Studies have shown that adipocytes are important regulators of glucose and lipid homeostasis. Hence, these are considered as imperative therapeutic targets for the treatment of DM and IR (Fisman and Tenenbaum, 2014; Rehman et al., 2020; Tao et al., 2014). Since long, leptin and adiponectin are well recognized to be most important adipokines released from adipocytes (Rehman et al., 2020; Zhuo et al., 2009). In addition to the production of adipokines, these tissues are also responsible for releasing many cytokines like interleukin-6 (IL-6) which in turn may provoke many health issues like obesity, IR and DM (Jung and Choi, 2014). Glucose homeostasis is controlled and regulated by insulin secretion from β-cells of pancreatic islets. Where the overall function of β-cells of pancreatic islets is regulated by various microRNAs (Feng et al., 2016).

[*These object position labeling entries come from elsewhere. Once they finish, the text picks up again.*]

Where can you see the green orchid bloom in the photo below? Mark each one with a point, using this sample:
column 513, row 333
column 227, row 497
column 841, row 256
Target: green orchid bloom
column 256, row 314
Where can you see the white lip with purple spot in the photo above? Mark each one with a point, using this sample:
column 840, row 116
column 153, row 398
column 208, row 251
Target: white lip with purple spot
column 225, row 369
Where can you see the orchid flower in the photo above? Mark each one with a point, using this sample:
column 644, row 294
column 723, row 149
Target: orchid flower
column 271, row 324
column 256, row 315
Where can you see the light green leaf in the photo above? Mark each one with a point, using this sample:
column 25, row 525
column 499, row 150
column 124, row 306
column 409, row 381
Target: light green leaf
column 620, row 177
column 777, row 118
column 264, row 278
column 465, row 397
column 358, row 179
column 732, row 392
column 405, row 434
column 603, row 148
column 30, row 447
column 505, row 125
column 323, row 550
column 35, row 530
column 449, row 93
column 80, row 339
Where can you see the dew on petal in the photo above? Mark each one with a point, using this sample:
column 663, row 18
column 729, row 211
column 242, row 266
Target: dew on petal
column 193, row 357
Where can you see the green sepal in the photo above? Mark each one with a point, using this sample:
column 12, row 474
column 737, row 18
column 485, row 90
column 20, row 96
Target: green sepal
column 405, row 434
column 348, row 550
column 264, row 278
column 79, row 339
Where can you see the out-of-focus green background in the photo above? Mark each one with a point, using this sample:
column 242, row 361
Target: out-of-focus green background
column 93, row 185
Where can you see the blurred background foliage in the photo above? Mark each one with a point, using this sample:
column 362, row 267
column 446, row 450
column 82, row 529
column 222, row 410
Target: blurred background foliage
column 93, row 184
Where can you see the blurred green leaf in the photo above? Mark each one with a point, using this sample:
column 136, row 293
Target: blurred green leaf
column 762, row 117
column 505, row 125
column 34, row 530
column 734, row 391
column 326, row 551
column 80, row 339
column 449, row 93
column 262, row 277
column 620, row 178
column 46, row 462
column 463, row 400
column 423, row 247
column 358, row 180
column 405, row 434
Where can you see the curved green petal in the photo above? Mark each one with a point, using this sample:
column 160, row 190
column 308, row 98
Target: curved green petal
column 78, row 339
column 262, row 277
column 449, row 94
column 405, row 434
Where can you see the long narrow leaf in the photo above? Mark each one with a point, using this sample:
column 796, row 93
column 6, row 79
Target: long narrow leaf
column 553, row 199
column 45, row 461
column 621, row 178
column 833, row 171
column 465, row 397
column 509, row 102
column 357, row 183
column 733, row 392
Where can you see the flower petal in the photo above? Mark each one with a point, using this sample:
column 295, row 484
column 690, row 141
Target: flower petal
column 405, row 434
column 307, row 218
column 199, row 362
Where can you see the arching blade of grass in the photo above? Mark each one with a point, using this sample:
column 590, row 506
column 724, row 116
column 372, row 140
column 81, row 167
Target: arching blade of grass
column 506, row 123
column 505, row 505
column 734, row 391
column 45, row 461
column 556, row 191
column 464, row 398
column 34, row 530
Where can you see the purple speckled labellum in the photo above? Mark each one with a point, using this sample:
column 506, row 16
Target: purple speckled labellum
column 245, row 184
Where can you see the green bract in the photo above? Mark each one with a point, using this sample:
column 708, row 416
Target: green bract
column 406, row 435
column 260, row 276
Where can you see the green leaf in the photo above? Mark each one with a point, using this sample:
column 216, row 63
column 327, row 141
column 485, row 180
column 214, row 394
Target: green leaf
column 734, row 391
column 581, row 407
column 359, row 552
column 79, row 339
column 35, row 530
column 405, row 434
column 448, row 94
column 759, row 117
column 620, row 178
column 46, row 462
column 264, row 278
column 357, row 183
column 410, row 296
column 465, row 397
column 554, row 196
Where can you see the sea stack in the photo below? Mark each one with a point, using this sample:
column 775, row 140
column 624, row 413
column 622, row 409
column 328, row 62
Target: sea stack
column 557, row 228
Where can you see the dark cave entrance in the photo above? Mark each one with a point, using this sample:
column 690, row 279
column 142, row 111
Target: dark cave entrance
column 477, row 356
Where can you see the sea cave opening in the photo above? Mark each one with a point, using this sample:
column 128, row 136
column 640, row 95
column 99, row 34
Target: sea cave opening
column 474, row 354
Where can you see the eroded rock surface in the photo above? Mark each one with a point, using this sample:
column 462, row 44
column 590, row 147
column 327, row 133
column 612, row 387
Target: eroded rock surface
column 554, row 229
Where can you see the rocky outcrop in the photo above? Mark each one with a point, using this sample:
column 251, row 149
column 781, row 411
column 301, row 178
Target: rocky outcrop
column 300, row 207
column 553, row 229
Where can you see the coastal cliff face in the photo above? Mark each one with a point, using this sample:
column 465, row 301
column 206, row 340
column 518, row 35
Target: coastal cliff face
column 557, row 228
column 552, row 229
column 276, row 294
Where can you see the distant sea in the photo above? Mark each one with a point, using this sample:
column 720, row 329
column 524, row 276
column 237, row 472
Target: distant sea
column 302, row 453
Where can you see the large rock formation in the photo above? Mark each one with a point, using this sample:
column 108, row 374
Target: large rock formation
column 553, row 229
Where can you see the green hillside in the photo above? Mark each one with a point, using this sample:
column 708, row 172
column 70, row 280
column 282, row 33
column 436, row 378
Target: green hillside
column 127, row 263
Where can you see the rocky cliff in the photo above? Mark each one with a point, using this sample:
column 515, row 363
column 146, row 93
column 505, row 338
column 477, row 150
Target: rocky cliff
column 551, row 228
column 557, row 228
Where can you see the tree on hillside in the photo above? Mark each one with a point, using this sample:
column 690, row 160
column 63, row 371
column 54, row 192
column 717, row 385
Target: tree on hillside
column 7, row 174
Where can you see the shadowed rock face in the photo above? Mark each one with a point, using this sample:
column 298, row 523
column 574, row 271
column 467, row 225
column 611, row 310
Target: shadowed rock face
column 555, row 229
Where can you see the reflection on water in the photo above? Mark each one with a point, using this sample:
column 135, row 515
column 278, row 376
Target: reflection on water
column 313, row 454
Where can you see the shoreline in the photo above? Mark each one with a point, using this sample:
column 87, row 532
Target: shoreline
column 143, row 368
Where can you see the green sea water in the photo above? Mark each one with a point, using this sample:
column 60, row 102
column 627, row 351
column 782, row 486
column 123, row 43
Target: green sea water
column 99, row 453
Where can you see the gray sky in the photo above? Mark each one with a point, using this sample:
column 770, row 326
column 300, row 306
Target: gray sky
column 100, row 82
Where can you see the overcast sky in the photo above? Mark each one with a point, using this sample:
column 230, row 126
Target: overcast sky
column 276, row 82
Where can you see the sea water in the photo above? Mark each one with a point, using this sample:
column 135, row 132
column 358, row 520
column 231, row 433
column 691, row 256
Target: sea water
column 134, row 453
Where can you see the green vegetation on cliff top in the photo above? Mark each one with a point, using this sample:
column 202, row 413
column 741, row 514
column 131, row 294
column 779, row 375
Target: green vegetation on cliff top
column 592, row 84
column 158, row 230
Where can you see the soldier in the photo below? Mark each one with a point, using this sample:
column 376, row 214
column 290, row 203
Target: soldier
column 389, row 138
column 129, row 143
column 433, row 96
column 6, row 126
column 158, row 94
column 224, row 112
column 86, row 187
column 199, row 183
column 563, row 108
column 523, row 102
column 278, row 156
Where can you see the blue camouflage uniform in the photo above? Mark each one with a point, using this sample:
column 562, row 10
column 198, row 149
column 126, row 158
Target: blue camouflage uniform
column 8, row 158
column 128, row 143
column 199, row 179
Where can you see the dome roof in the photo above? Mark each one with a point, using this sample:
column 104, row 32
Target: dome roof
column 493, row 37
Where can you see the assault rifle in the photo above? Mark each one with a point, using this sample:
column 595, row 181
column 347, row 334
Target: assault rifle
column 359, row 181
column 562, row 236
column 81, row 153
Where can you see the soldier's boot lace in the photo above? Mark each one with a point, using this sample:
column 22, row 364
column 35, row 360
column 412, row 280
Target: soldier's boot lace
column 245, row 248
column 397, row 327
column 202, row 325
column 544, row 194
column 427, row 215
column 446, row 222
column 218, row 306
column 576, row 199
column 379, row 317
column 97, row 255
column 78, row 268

Similarly, a large number of miRNAs are known to be involved in pathogenesis of DM. Glucose metabolism may be influenced and get impaired by dysregulation of microRNAs. miRNA expression profiles of pancreas, adipose tissue, and liver have been shown to alter during pathogenesis of DM and insulin resistance (Guay et al., 2011; Hashimoto and Tanaka, 2017; Zhong et al., 2018). Among various miRNAs, miRNA-141 has been found to be upregulated in different models of tumor, pancreatic cancers and hypoxia and has exhibited positive correlation with increased generation of ROS during these conditions (Chen et al., 2014; Magenta et al., 2011; Xu et al., 2014). It has been well documented that miRNAs are considered to be effective regulators of various pathophysiological pathways of DM and can be among favorable targets for its treatment. Moreover, miRNA-141 has been reported to be positively related with induction of inflammatory responses (Zhang et al., 2015) particularly, IL-6 (Ji et al., 2015). It was also observed to be elevated with increase in lipid peroxidation as indicated by the levels of MDA and liver cell dysfunctioning (Ji et al., 2015). Previous studies have also revealed that cigarette smoking provoke hyperglycemic effects by impairing glucose tolerance and impaired insulin secretion accompanied with increased IR in peripheral tissues (Mouhamed et al., 2016; Xu et al., 2012). Likewise, the expression levels of miR-141 have been reported to relate with smoking history in recent study (Meng et al., 2018). Nevertheless, further aspects of miRNA-141 still needs to be elucidated, hence in view of the above effects of miRNA available in growing literature, the present study was aimed to investigate the level of miRNA-141 in experimental animal model that were exposed with graded doses of nicotine. We further aimed to investigate the possible interplay of this miRNA expression change with adipokine homeostasis and occurrence of insulin resistance in nicotine-exposed experimental animals.